Change MOOC – a cMOOC model
Technology
Not technology-led but still a large technical overhead to handle to get the most out of the course. Blogs, aggregators, forums, newsletters, synchronous forums all form part of the connectivity at the heart of the course.
Pedagogy
More explicit and explained, with the weekly lectures providing a ‘starting gun’ for each week’s interaction. However the main pedagogy still appears to be social constructivist/conntectivist with no connecting narrative.
Philosophy
Still quite an in-crowd feel, though in this case a very academically focused group. Expanding the boundaries of knowledge rather than transferring knowledge.
Business Model
Low costs with ‘home page’ structure built from generic tools and no ongoing course structure. An academic model rather than a business model.
Udacity ST095 Statistics – an xMOOC model
Technology
Much more conventional. Imaginative use of a “moving hand” style of presentation which maintained engagement. Use of Google Docs to support interactive analysis and graphical presentation of data. Encouragement to visit asynchronous forums.
Pedagogy
A world away from the cMOOCs, a much more conventional form of module presentation. Didactic but with encouragement to engage in forums for a more constructivist approach.
Philosophy
Rather low key and approachable. Low structure, no timetable, easy to enter.
Business model
Unclear. Universities selling extra services for tutoring and accreditation and Udacity presumably shares in these.

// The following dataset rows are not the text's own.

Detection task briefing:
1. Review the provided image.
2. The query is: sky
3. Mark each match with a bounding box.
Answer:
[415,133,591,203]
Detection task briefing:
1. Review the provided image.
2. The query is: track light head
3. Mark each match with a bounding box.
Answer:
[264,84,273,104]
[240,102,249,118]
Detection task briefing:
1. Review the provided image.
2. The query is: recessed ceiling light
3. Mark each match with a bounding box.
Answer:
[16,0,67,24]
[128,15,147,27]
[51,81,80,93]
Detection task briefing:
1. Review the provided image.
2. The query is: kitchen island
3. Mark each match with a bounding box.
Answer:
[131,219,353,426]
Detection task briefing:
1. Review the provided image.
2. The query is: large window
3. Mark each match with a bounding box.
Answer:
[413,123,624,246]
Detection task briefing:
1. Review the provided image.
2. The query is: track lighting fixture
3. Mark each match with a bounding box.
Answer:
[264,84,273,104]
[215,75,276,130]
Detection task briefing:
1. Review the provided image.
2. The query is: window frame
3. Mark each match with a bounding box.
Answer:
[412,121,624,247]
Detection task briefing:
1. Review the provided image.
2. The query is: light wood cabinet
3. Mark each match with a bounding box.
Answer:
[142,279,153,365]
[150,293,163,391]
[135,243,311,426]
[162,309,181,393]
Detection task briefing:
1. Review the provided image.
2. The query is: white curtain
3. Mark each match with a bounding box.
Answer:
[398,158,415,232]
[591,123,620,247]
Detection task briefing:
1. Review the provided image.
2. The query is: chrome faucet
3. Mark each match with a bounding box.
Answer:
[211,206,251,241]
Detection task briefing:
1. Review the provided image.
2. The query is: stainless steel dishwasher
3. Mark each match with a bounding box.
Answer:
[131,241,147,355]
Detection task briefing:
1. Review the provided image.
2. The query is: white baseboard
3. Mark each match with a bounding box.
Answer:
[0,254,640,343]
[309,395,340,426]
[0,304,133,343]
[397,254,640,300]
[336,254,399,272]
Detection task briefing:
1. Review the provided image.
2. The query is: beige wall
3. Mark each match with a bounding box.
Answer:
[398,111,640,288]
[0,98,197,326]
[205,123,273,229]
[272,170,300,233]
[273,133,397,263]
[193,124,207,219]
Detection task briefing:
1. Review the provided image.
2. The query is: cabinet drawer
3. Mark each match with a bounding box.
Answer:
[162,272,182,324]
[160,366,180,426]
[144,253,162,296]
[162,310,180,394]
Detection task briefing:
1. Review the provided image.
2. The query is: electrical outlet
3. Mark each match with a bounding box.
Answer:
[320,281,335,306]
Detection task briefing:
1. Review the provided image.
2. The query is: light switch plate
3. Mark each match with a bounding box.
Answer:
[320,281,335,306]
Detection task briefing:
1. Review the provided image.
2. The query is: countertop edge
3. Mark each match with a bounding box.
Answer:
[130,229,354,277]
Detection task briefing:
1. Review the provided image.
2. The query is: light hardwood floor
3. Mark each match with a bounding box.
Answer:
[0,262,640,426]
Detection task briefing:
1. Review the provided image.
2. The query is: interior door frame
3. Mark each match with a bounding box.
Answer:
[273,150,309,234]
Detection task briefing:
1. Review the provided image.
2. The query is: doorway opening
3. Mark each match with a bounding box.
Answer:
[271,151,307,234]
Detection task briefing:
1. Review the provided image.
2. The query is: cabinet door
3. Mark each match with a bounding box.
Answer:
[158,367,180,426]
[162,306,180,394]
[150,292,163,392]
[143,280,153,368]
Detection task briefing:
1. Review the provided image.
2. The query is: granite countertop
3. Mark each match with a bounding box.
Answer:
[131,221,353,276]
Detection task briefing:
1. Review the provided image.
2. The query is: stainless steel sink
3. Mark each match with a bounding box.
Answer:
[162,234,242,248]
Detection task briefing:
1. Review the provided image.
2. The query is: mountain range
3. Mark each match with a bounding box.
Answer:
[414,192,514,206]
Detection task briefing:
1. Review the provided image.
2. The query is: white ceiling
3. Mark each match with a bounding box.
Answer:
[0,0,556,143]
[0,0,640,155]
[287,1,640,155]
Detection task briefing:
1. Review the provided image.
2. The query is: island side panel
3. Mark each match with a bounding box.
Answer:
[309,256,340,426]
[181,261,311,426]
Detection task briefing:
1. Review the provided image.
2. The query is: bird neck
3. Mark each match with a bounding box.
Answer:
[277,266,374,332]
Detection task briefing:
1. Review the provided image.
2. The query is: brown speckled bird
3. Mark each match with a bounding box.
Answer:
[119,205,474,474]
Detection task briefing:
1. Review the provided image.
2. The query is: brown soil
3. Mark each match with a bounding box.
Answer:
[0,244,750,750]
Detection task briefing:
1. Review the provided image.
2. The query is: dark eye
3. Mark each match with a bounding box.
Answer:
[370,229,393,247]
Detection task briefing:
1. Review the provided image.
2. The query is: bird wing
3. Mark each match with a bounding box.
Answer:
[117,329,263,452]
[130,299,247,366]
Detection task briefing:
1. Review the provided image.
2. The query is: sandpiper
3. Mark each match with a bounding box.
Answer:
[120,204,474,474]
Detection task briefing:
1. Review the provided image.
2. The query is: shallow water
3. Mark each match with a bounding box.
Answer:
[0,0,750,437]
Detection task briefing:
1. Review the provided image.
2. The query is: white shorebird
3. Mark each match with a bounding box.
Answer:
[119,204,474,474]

Coursera – Introstats001 Statistics – an xMOOC model
Technology
Very conventional. Talking heads and scrolling ‘Powerpoint’ style text. Interactive tests.
Pedagogy
Very much like conventional distance learning. Structured with dates and deadlines. Discussion forums and active wikis. F2F ‘meet-ups’ for some courses/locations. Structured assessment with marked quizzes and assignments. Statement of accomplishment for 81% pass rate within date deadlines.
Philosophy
A cautious approach. Seems designed to attract learners who want conventional formal teaching with option of some credible certification.
Business model.
Again not clear. Less emphasis on selling value-added services with peer assessment used for accreditation.
Two clear groups with very little in common between the cMOOC and xMOOC approaches apart from their scale and openness. Interesting variations in approachability and styles of presentation. None of the business models were clear.

Hi Guy
I’m impressed you managed to get through four reviews! I found your comments about DS106 interesting as it seems to be very well thought of (I didn’t look at it myself). I do find some of the cMOOC ‘anti-everything official discourse’ a bit tiresome. I think you are right about unclear business models – although you could argue that the cMOOC business model is not to have one (in a commercial sense).